Et cette magie attire, malgré les barrières, de bien curieux personnages… Outre un Fabrice Luchini qui, en voyant l’ambiance du club lors d’une fête, a fait arrêter son taxi pour passer la barrière et qui est reparti un peu éméché, l’UNP a fait découvrir la rade à des Papous … C’est Claude qui s’en est occupé, par hasard. « Un gars est venu me demander si on pouvait lui louer un bateau, je lui ai répondu : louer non, prêté oui!  » Il faisait un film pour Canal + et il a débarqué avec deux Papous de Nouvelle-Guinée. Nous, bien sûr, on a commencé par leur offrir quelques pastis, pour qu’ils découvrent le produit local, et puis on est allé en mer. Ils n’avaient jamais connu ça. Ils ont chanté tout le temps, torses nus, en plein mois de mars avec leur Mikado dans le nez!

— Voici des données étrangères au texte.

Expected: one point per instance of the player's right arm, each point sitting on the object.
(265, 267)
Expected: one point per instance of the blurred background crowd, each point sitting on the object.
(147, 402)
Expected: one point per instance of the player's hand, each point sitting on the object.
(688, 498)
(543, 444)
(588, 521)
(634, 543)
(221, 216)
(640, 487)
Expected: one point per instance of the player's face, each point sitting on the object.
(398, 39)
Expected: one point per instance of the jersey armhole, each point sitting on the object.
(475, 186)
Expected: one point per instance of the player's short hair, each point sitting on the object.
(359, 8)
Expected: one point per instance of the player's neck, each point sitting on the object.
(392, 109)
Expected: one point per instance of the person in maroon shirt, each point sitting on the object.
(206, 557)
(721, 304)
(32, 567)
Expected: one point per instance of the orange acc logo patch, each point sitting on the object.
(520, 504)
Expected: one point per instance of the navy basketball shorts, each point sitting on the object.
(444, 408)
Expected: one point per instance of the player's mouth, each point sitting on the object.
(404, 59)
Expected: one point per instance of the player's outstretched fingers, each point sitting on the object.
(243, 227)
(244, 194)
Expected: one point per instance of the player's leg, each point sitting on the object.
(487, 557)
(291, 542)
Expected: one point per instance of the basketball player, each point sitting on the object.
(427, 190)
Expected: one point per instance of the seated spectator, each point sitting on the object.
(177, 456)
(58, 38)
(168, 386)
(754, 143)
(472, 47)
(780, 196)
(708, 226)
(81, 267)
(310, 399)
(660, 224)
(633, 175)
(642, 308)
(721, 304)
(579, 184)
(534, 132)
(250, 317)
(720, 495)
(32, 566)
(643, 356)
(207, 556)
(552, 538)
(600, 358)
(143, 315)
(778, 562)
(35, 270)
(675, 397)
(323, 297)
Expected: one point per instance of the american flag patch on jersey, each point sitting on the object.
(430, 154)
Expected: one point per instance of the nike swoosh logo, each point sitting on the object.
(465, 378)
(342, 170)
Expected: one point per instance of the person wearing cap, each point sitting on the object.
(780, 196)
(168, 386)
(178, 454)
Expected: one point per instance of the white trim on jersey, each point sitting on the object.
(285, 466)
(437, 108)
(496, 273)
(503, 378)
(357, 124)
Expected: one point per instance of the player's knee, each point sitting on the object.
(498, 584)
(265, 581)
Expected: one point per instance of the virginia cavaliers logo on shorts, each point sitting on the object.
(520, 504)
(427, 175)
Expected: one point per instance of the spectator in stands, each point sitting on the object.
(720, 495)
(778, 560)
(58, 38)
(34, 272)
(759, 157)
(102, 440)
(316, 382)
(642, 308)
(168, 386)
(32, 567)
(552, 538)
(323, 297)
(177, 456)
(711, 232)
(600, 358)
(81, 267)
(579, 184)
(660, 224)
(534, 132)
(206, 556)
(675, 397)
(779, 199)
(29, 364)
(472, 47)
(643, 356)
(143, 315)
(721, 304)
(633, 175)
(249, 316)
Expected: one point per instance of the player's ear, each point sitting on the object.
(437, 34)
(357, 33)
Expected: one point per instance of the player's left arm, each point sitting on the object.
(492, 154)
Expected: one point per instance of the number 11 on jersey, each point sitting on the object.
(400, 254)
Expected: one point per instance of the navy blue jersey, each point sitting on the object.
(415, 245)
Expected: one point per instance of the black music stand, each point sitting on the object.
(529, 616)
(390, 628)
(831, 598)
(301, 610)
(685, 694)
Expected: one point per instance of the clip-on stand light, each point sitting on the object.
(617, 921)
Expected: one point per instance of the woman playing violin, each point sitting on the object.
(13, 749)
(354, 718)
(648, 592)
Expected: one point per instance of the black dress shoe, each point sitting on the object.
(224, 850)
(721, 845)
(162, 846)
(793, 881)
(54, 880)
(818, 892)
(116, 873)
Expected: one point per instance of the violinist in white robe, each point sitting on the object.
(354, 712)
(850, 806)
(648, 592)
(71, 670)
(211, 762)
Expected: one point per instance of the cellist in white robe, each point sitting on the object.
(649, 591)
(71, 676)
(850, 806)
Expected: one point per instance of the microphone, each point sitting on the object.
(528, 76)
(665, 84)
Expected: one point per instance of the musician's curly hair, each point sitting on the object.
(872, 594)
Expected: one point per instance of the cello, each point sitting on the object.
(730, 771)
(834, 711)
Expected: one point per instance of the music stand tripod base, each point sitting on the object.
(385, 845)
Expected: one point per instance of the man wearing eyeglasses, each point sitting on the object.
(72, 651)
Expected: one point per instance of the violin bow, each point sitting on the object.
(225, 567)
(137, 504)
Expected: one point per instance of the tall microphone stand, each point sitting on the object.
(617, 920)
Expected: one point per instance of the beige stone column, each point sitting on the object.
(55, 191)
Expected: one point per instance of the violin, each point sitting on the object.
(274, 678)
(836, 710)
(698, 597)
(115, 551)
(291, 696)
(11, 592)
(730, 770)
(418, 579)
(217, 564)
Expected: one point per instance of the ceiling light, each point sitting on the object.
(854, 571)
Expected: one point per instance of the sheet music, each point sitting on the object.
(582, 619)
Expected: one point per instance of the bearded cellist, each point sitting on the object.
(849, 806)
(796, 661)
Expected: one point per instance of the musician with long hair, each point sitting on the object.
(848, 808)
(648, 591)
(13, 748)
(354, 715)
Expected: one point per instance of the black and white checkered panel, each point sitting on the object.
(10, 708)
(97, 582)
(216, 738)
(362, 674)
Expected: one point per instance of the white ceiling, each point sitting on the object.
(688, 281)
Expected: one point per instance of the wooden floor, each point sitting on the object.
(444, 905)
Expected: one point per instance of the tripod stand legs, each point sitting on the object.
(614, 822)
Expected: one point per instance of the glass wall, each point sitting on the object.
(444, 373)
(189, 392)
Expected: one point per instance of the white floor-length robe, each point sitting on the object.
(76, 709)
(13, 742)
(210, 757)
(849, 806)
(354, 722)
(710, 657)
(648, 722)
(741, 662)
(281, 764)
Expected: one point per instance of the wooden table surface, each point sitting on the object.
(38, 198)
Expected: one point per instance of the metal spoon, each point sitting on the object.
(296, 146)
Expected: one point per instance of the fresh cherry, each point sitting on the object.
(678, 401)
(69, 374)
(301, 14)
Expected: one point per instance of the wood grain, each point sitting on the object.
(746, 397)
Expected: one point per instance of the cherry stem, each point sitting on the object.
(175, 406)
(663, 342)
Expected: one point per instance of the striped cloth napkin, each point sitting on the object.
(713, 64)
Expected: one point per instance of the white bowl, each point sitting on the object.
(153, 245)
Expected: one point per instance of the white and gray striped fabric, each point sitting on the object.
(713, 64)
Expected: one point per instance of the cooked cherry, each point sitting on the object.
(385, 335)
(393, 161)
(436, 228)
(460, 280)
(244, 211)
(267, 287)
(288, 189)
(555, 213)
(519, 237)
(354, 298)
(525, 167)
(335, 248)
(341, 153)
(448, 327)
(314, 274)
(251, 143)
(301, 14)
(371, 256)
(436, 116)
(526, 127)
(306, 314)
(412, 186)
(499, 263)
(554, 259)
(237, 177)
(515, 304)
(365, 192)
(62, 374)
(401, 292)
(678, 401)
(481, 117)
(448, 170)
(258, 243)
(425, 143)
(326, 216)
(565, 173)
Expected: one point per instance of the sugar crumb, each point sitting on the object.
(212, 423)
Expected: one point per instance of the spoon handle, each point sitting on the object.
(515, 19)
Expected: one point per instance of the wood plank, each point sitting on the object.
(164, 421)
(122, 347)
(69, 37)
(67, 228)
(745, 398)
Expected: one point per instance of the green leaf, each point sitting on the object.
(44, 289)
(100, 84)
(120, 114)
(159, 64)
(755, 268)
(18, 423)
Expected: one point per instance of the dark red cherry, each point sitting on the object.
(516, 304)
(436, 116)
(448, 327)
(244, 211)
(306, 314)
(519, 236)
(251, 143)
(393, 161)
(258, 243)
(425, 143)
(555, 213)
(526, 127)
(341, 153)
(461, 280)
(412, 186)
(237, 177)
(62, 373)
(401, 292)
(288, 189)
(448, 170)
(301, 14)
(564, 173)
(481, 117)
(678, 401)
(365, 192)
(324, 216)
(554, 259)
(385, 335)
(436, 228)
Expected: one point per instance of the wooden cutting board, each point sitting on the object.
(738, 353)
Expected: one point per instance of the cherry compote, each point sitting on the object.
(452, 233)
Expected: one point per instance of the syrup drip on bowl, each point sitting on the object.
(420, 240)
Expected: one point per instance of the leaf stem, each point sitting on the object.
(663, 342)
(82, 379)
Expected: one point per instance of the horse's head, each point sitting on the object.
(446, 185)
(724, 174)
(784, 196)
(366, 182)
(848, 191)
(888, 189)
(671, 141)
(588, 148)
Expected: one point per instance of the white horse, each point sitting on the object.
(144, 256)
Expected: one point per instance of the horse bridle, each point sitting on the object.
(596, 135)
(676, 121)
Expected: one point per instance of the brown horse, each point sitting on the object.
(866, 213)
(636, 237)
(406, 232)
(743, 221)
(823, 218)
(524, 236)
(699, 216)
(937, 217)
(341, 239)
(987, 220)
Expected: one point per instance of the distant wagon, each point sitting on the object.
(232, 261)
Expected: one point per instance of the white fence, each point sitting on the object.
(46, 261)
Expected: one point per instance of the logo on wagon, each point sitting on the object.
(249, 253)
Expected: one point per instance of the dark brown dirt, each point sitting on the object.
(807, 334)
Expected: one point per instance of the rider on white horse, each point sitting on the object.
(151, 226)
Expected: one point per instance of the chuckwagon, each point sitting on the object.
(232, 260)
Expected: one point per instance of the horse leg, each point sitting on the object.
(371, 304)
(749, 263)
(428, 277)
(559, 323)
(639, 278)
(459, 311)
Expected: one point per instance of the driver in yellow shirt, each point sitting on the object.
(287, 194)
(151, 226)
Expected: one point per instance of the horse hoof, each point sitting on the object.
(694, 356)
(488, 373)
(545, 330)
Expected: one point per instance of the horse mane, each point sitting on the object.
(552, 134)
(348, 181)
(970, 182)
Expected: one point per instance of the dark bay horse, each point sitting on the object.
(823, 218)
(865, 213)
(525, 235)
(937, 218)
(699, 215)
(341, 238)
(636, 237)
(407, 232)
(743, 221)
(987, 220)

Avec Jeannot, on n’en revenait pas, ils rentraient dans la cabine de travers pour pas s’accrocher les narines, fallait voir le spectacle! Je me demande qui a été le plus étonné, finalement, eux ou nous … « .

L’Union Nautique Provençal n’est certes pas un très grand club, mais il est sans doute le seul à être connu de tous les pêcheurs et par deux Papous qui n’en sont pas encore revenus …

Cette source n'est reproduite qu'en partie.